Malam itu, suasana memang sangat mendukung untuk tidur cepat. Nenek pun segera tidur. Namun, Raya masih terjaga. Ia masih memikirkan sayembara memasak di istana besok siang.
Malam itu membawa lamunan Raya sampai ke kenangannya bersama Nenek, seseorang yang selalu memasak enak untuknya. Nenek Raya sangat suka memasak. Apapun yang dimasak pasti rasanya enak. Nenek sabar sekali mengajarkan Raya memasak sejak kecil, mulai dari mencuci, memotong, mengiris, merebus, menggoreng, dan lainnya.
Raya selalu ingat pesan Nenek. “Memasak itu bekal untuk hidup, hidup untuk diri sendiri dan untuk orang lain,” begitulah pesan Nenek yang diingat Raya.
“Ah, coba saja ada Nenek, pasti aku bisa mengajak Nenek ikut sayembara. Aku memang tidak kaya, jadi tak ada yang mau satu kelompok denganku. Tapi, kan, aku bisa memasak. Nenek sudah mengajariku banyak masakan. Ah, tapi kalau tidak punya kelompok, tetap tidak bisa ikut sayembara besok,” kata Raya pada dirinya sendiri. Ia sangat gelisah dan sebentar lagi akan pasrah.

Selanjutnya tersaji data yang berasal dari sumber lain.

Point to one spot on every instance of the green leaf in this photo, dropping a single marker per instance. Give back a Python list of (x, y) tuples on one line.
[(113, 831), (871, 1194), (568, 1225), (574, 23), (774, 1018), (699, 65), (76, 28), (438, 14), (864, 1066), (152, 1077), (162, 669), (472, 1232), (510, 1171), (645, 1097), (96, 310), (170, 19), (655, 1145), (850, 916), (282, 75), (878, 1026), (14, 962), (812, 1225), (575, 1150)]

Tanpa sadar. Nenek yang dikira Raya sedang tidur ternyata mendengar kegelisahannya. Nenek tak menjawab. Ia hanya tersenyum dan melanjutkan tidur.
Keesokan paginya, Raya dibangunkan oleh cahaya matahari yang masuk dari sela-sela anyaman dinding rumahnya.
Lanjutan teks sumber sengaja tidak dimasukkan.